ついに三日目の朝、夫は九回目の死を迎えた。夫は飲み終わると、とても長いゲップとおならをする。私はそれを、夫が九回死んだことへのファンファーレとして、ありがたく聞いていた。
「これを書いて頂戴」
十回目の薬、すなわち最後の薬をもらうために公園に行くと、友人は一枚の用紙を渡してきた。広げてみると、離婚届であった。
「何故、こんなものを書くの?」
「死を怪しまれないためよ。離婚してすべて片付いたのに、旦那さんを殺すなんて、他の人は考えないでしょう? だから、これを書いてから、最後の薬を与えれば、完璧な死を達成できるのよ」
私は戸惑った。
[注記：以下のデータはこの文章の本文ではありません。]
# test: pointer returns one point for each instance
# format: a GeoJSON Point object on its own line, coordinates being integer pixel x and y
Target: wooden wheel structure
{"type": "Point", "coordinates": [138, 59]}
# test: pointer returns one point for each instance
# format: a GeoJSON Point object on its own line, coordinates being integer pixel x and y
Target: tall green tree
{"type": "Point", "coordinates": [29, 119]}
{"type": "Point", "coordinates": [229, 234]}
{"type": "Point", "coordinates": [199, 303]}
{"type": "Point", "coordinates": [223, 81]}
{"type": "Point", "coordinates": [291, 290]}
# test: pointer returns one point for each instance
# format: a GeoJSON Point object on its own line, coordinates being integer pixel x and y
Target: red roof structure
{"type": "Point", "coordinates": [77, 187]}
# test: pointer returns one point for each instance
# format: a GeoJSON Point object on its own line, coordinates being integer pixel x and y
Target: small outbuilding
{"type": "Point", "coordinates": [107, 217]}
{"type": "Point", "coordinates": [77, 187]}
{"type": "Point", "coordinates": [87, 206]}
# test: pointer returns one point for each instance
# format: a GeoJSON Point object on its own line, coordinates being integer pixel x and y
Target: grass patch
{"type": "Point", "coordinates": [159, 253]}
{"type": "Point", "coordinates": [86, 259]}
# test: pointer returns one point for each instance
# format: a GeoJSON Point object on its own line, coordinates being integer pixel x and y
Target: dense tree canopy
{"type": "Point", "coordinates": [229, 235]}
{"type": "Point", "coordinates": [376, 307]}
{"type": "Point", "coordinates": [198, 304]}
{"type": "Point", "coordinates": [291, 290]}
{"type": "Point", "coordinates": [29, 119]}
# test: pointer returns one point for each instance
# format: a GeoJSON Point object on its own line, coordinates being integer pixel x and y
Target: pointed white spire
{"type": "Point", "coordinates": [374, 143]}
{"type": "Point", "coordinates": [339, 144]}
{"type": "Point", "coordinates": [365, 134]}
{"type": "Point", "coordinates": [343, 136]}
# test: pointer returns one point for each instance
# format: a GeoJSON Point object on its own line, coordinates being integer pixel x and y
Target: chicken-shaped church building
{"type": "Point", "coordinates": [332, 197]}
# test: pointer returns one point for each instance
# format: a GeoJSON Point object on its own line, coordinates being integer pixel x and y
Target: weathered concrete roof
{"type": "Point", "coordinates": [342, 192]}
これまで夫を殺すためにやってきたが、離婚までは考えていなかった。殺人よりも離婚の方が大事おおごとに思えるだなんておかしなことだが、息子のことを考えると、離婚するのは世間体が悪くならないだろうか。
「やめるなら、今のうちよ」
夫の生と死のどちらを心配しているのか不明だが、友人はか細い声でそう言った。
「……わかったわ。これを書いて、出せば、最後の薬をくれるのね?」
「――ええ。そうだけれど」
しばらく悩んだ後、「もう、ここまできたのだから」と、私はそう自分に言い聞かせるように呟いて、離婚届を書くことにした。